Beriman kepada Qadar Allah yang baik ataupun yang buruk menjadi modal utama untuk senantiasa menerima segala apa yang menimpa. Tidak ada yang perlu kita sesali dan membuat putus asa. Karena semuanya tidak lepas dari ketentuan Allah.
Baik buruk dari sesuatu yang menimpa tidak serta merta menjadi ukuran kualitas hidup seseorang dalam pandangan Allah. Justeru sebaliknya, qadar Allah yang menimpa merupakan ujian untuk mengukur sejauh mana keimanan yang dimiliki hambaNya.
Tiada kata menyerah dan putus asa jika orang sudah membekali dirinya dengan beriman pada qadha qadar Allah. Jika baik ia bersyukur dan jika buruk ia bershabar. Sehingga qadar atau lebih populernya taqdir tidak disikapi dengan suudhan ( buruk sangka ). Tidak seperti yang terjadi pada sebagain orang yang karena qadar yang menimpa itu buruk, sampai menganggap qadar itu kejam, tidak adil atau lain sebagainya.
Selanjutnya hadits ini memuat uraian tambahan tentang taqdir.
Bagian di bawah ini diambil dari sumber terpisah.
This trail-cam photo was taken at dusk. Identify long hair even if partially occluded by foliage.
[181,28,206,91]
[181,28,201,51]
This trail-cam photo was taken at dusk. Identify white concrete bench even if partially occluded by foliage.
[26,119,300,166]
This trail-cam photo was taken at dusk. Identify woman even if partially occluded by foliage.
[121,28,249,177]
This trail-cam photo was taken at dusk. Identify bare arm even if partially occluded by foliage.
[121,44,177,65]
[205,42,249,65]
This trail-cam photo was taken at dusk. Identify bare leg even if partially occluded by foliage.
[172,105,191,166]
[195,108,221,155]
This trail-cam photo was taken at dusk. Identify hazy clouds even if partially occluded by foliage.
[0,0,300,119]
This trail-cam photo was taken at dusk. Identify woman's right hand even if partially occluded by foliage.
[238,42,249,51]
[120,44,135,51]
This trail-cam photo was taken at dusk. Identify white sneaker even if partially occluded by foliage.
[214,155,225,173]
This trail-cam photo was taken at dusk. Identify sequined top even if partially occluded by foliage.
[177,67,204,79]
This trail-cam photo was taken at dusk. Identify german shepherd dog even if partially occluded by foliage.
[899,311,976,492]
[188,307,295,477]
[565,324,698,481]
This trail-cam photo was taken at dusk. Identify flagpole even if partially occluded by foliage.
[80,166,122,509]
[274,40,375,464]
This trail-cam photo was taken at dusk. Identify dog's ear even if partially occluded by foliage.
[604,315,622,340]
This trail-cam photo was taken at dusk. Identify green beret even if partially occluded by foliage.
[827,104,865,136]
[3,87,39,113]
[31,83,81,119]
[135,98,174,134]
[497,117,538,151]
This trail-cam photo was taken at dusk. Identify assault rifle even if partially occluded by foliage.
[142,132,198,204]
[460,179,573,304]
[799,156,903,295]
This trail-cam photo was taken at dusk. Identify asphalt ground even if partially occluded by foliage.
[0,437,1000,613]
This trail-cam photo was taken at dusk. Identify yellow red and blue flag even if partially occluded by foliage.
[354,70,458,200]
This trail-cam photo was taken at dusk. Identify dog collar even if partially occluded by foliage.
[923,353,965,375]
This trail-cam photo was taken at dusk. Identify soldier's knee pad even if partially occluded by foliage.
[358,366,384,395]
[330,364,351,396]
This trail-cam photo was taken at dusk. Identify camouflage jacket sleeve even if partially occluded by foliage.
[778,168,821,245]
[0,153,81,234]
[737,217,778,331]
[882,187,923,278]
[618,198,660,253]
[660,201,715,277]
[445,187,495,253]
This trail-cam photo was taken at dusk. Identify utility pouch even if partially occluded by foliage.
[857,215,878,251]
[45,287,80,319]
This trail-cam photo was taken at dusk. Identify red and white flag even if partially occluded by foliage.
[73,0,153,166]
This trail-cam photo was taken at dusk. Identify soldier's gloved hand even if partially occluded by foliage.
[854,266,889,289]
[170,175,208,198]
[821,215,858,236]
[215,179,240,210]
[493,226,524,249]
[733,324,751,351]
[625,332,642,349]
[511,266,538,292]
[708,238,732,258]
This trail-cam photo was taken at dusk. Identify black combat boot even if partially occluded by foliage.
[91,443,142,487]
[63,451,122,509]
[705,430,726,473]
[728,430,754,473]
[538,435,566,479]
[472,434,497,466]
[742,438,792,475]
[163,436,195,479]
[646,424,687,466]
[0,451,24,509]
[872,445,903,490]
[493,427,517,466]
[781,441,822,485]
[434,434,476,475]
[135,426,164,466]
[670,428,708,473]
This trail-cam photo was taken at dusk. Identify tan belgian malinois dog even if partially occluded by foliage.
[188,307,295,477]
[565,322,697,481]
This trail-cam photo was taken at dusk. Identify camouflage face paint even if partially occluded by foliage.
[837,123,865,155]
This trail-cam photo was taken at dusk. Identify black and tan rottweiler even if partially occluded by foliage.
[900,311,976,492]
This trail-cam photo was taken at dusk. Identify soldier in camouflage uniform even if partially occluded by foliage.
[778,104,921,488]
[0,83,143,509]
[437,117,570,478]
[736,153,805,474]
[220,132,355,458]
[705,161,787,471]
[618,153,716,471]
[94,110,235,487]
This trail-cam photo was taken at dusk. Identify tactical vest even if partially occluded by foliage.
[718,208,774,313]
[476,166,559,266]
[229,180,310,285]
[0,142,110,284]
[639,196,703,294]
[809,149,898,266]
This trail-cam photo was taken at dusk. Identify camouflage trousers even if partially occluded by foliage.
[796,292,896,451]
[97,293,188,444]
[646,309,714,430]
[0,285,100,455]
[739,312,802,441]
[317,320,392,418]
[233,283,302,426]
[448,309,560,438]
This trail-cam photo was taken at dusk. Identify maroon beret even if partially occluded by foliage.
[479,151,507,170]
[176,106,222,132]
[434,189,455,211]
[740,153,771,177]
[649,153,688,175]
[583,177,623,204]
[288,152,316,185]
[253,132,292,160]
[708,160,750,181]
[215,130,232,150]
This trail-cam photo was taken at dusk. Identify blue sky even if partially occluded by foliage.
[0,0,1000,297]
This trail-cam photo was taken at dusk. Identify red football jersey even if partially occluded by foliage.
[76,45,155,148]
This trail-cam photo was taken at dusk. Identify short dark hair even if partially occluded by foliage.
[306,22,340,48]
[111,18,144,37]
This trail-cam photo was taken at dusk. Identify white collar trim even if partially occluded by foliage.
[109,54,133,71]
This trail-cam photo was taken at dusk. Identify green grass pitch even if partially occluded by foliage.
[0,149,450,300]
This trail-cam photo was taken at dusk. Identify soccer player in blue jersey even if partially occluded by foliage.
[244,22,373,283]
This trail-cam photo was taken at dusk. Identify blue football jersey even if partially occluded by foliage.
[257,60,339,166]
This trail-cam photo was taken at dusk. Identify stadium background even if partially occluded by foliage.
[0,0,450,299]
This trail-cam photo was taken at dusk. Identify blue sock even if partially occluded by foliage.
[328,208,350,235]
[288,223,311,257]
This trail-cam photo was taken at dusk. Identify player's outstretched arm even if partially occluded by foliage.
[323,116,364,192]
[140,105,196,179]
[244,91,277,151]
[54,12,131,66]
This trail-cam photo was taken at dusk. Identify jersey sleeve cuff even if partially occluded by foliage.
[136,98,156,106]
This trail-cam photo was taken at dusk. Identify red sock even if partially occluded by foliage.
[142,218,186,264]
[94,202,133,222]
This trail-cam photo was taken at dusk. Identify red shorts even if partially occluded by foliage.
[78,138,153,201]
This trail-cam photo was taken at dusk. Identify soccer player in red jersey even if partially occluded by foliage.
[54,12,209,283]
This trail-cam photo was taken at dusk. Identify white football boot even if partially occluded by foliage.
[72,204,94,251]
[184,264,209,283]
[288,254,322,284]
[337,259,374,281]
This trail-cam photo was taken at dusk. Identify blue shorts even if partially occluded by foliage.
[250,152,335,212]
Sangat mungkin seseorang melakukan amalan ahli surga dan dengan amal itu telah mendekatkan ia ke surga sampai kurang dari satu hasta.
Hanya saja taqdir yang telah ditetapkan bagi dirinya di akhir masa hayatnya adalah perbuatan ahli neraka, maka jadilah ia penghuni neraka. Ketetapan taqdir baginya menjadi ahli neraka jangan difahami sebagai otorisasi atau pemaksaan Allah sepenuhnya ibarat sebuah wayang yang gerakannya diatur sama dalang. Orang masuk surga dan neraka semata-mata adalah kehendak Allah. Sehingga untuk apa beramal, bukankah kita menjadi penghuni surge atau neraka atas kehendak Allah? Sama sekali tidak demikian.
Pernyataan dalam hadits ini tentang penghuni surga dan neraka semata untuk mengingatkan bahwa sangat mungkin orang yang telah sekian lama berada dalam jalur “surga” hanya karena keteledorannya dalam sekejap ia berubah menjadi ahli neraka. Dan jangan pula berputus asa akan rahmat dan magfiroh Allah, sejauh manapun ia berdosa, kalau bisa menggunakan kesempatan walau sesaat untuk bertobat sebelum menjemput maut, ia berpeluang sangat besar menjadi ahli surga.
Jika hadits ini difahami sebagai gambaran kehidupan manusia yang tak ubahnya seperti wayang dengan dalangnya atau seperti pemeran film dengan suteradaranya sampai tidak perlu untuk beramal, lantas untuk apakah Allah sendiri menyuruh hambaNya beramal?
Mari kita ingatkan diri kita sendiri, bahwa taqdir ( qadha dan qadar ) semuanya rahasia Allah. Manusia yang diciptakan Allah hanya diperintah beriman kepadaNya, melaksanakan segala perintahNya dan menjauhi semua laranganNya. Berikhtiar mencari kualitas hidup sebaik mungkin sesuai dengan kemampuan yang diberikan Allah kepada kita. Dan yang paling penting lagi, berdo’alah agar taqdir yang mengiringi kita sebaik yang kita inginkan. Karena Allah Maha Kuasa atas segala perkara, termasuk perkara taqdir.